The binding of esmolol enantiomers to AGP is given in Fig. 3(A). The percentages of protein binding of esmolol in the concentration range between 0.25 and 15 μg/mL were 13.45–33.45% for S-(−)-esmolol and 11.55–25.78% for R-(+)-esmolol, higher than that to HSA. As shown in Fig. 3(B), esmolol enantiomers bound to a single site of AGP, and m=1. The binding parameters of esmolol enantiomers to AGP are presented in Table 4 according to the following equation: r=nKC/(1+KC). The ratio of binding activity was 1.5, indicating that the binding of esmolol with AGP had stereoselectivity toward S-(−)-esmolol.

Figure 3

The binding of esmolol enantiomers to AGP. (A) The bound fraction of esmolol enantiomers vs. concentration in AGP; (B) scatchard plots for the binding of esmolol enantiomers in AGP.

Table 4

Binding parameters of esmolol enantiomers in AGP.

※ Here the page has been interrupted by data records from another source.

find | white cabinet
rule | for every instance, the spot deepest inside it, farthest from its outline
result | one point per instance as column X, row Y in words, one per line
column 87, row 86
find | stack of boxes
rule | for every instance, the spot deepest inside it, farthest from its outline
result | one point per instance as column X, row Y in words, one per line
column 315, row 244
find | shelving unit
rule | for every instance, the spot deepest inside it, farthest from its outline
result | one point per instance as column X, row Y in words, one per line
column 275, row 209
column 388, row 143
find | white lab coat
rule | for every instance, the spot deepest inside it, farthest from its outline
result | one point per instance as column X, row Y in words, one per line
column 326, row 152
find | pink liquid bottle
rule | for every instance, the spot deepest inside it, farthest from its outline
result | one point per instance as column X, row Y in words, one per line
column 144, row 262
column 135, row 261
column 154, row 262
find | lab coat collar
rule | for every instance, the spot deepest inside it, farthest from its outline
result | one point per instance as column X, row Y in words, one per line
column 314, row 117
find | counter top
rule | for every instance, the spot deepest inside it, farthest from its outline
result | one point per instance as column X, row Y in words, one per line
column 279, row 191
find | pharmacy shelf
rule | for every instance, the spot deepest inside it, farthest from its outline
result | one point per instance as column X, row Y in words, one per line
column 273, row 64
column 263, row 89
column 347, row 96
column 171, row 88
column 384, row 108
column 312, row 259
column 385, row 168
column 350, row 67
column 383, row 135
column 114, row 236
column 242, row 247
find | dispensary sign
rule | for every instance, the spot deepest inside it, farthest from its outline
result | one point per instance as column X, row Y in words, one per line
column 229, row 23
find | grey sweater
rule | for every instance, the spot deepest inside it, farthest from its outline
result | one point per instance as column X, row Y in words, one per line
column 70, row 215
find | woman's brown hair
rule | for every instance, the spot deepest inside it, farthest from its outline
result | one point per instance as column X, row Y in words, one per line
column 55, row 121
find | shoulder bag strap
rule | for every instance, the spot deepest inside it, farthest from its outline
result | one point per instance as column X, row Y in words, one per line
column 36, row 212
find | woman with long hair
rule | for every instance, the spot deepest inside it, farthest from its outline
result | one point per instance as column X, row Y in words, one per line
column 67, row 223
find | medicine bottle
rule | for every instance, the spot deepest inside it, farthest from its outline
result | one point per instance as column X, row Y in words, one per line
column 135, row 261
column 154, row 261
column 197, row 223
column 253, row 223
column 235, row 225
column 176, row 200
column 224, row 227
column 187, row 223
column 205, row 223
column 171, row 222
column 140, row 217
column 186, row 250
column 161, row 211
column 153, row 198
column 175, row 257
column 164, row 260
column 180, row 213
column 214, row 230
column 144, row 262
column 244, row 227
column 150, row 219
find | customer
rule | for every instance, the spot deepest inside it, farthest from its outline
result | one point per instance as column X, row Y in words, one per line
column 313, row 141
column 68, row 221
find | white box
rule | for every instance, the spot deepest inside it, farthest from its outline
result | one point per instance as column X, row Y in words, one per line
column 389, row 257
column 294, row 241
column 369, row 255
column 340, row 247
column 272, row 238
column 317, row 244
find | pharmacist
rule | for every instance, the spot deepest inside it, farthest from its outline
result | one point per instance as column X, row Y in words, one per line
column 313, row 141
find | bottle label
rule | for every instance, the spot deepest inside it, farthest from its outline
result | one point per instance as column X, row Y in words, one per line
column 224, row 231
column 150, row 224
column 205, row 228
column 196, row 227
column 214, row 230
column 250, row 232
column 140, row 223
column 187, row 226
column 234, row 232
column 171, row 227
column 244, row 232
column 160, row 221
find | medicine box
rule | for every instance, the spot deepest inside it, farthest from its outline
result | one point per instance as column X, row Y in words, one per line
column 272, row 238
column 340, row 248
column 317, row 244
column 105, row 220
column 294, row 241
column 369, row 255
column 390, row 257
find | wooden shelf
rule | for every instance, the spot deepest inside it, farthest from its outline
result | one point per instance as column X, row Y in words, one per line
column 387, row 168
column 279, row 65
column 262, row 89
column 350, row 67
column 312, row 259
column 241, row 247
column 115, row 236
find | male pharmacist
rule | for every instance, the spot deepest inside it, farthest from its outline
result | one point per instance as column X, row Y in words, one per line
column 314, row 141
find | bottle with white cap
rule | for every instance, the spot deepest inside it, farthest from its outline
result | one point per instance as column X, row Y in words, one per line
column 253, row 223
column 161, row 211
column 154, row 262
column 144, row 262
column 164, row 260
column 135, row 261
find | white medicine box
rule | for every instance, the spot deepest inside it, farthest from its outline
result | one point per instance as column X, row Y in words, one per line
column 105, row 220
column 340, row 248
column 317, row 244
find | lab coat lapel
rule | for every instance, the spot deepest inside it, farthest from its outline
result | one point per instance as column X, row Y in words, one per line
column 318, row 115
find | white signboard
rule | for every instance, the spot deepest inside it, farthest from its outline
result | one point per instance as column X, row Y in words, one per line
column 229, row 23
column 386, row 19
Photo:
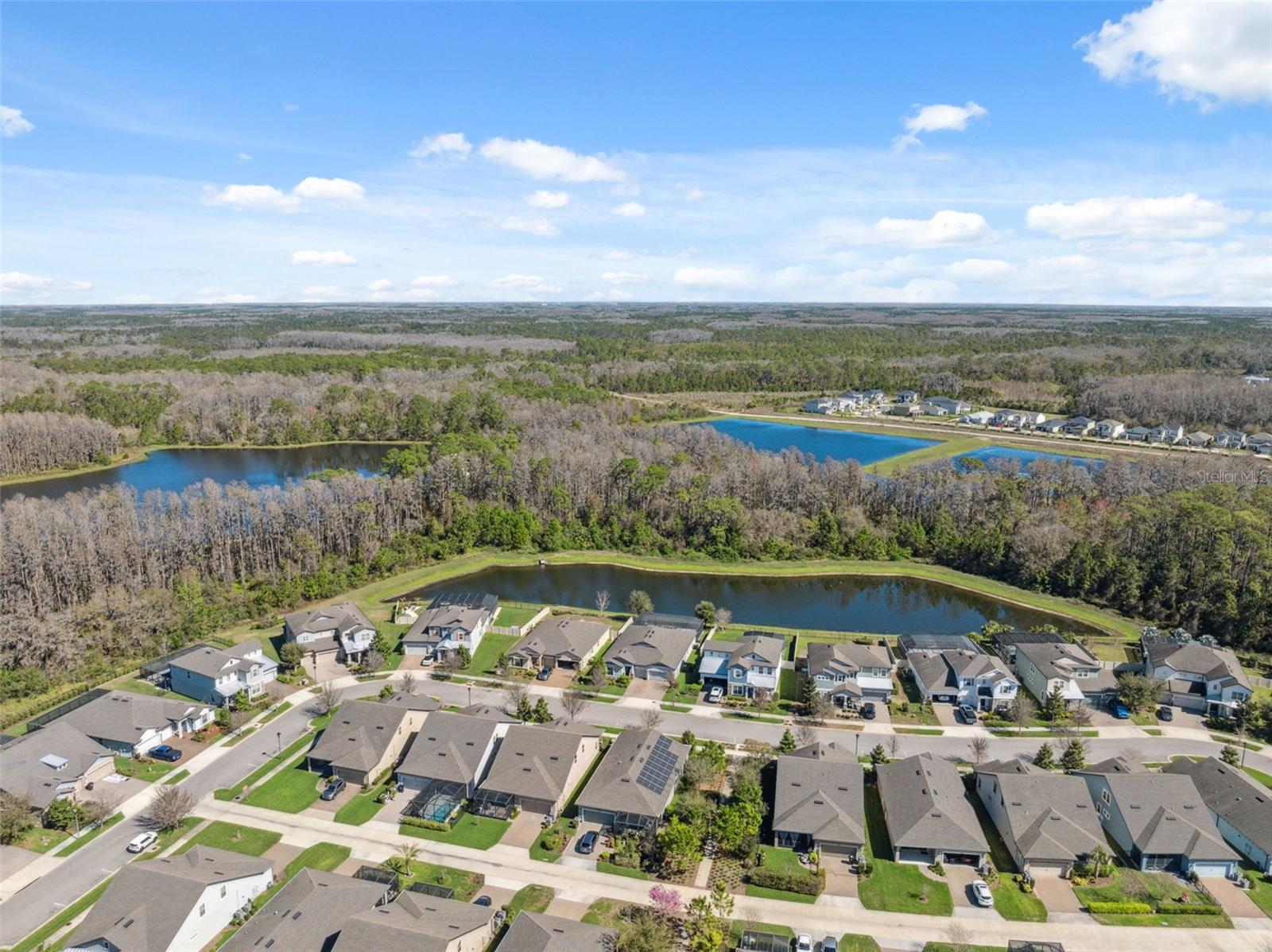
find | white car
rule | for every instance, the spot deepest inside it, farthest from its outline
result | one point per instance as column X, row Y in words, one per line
column 143, row 842
column 981, row 894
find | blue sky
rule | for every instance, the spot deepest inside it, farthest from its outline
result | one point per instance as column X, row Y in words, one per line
column 1068, row 153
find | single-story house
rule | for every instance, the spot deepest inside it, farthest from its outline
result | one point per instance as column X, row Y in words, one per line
column 1046, row 818
column 744, row 666
column 451, row 621
column 1199, row 678
column 339, row 631
column 820, row 801
column 308, row 913
column 537, row 767
column 135, row 723
column 850, row 672
column 538, row 932
column 363, row 740
column 634, row 782
column 57, row 761
column 215, row 675
column 1240, row 807
column 960, row 676
column 1158, row 820
column 653, row 647
column 172, row 904
column 451, row 750
column 560, row 642
column 928, row 812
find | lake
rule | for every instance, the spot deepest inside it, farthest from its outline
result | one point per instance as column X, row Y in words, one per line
column 820, row 443
column 879, row 604
column 176, row 470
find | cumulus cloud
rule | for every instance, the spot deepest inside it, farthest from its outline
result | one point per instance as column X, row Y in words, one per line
column 1202, row 52
column 937, row 118
column 541, row 161
column 712, row 277
column 451, row 145
column 13, row 122
column 544, row 199
column 324, row 258
column 532, row 226
column 629, row 210
column 1172, row 216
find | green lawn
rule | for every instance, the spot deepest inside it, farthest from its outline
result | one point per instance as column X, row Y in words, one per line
column 232, row 837
column 289, row 791
column 91, row 835
column 470, row 830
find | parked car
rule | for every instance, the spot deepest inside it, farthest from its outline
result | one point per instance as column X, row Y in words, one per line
column 981, row 894
column 143, row 842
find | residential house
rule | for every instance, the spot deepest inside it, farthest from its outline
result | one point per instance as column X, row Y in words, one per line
column 308, row 913
column 537, row 932
column 57, row 761
column 215, row 675
column 928, row 812
column 851, row 672
column 1045, row 668
column 1110, row 428
column 340, row 632
column 962, row 676
column 1240, row 807
column 1046, row 818
column 1158, row 820
column 363, row 740
column 570, row 644
column 1199, row 678
column 820, row 801
column 172, row 904
column 421, row 923
column 449, row 754
column 742, row 668
column 135, row 723
column 537, row 767
column 452, row 621
column 634, row 782
column 653, row 647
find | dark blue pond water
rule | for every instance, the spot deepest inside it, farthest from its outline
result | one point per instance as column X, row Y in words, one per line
column 176, row 470
column 820, row 443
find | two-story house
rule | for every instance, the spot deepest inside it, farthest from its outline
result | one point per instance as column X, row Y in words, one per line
column 452, row 621
column 744, row 666
column 960, row 676
column 850, row 672
column 215, row 675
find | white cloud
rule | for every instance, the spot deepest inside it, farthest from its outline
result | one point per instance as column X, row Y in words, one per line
column 13, row 122
column 322, row 258
column 937, row 118
column 1204, row 52
column 544, row 199
column 532, row 226
column 623, row 277
column 540, row 161
column 712, row 277
column 945, row 228
column 452, row 145
column 1172, row 216
column 331, row 190
column 979, row 269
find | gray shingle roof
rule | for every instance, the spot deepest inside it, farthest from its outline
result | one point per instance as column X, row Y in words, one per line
column 926, row 806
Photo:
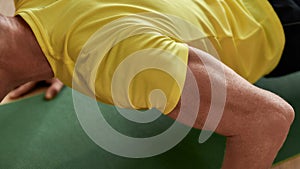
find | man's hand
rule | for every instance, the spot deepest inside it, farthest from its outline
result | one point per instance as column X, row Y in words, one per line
column 54, row 88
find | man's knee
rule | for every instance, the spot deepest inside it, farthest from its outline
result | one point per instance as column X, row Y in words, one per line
column 274, row 118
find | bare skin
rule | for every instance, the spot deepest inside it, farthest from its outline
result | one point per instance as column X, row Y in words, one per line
column 255, row 121
column 54, row 86
column 21, row 58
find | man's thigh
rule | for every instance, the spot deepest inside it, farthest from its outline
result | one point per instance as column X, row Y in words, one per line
column 245, row 106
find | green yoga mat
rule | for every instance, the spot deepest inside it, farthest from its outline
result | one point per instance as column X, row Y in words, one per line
column 47, row 134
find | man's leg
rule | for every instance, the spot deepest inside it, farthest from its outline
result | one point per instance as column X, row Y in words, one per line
column 288, row 12
column 21, row 58
column 255, row 121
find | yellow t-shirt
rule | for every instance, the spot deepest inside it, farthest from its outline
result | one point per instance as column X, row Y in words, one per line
column 145, row 42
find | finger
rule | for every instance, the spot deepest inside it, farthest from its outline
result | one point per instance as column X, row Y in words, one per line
column 23, row 89
column 54, row 89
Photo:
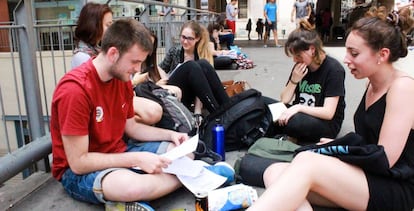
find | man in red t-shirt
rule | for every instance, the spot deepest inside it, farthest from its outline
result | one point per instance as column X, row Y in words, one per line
column 92, row 109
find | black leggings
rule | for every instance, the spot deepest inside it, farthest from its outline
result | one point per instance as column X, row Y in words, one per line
column 307, row 129
column 199, row 79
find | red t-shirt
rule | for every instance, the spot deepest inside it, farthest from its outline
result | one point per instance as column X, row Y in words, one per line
column 84, row 105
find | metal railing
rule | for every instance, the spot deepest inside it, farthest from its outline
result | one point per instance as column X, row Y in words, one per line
column 34, row 55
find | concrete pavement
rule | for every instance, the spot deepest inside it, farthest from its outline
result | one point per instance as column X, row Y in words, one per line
column 269, row 76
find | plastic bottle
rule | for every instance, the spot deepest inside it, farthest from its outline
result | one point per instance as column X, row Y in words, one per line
column 218, row 139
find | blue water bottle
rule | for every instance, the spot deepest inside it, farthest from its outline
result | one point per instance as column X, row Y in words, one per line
column 218, row 139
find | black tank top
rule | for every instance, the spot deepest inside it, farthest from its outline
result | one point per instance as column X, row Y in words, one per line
column 368, row 124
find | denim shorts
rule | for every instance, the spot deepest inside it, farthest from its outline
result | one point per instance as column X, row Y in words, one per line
column 88, row 187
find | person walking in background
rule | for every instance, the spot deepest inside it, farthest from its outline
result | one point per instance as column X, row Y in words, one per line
column 166, row 10
column 92, row 23
column 271, row 18
column 249, row 27
column 301, row 10
column 326, row 24
column 225, row 34
column 377, row 173
column 231, row 14
column 315, row 90
column 259, row 28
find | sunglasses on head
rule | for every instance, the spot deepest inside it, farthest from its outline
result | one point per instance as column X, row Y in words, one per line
column 187, row 38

Binding parameters	S-(−)-esmolol	R-(+)-esmolol
N	0.45	0.44
K (L/mol)	6.31×104	4.33×104

Therefore, the results showed that the binding of esmolol enantiomers to human plasma was stereoselective toward S-(−)-esmolol, which was consistent with the previously reported results by dialysis [17]. The underlying reason for this selectivity may be the significantly stereoselective binding of esmolol enantiomers to AGP, not to HSA. The stereoselective binding might interpret the difference of the in vitro hydrolysis of esmolol enantiomer in human blood. Furthermore, the stereoselectivity of hydrolyzing esmolol in human plasma is more significant than that in whole blood and RBC suspension containing HSA and AGP. This discrepancy might be caused by the relative low protein concentration in whole blood or the different esterase in human plasma.

Conclusion

In the present study, the stereoselective hydrolysis of esmolol in whole blood and in its separated components including RBC membrane, RBC cytosol and plasma of rat, rabbit and human was investigated. Blood esterase activities were in the order of rat>rabbit>human, and species-dependent in separated components of blood. The esmolol hydrolysis in human blood are mainly catalyzed by the esterase in RBC cytosol and without stereoselctivity. And the addition of protein affected the hydrolysis rate of esmolol in RBC suspension. Esterase in human plasma showed a low activity, but a remarkable stereoselectivity toward R-(+)-esmolol. Therefore, the protein binding study was performed to determine which protein contributed to this phenomenon. The binding of esmolol enantiomers to HSA and AGP showed that the bound fractions of two enantiomers was significantly different, especially for AGP, which might be one of the reasons for the different hydrolysis rates of esmolol enantiomers in human plasma in vitro.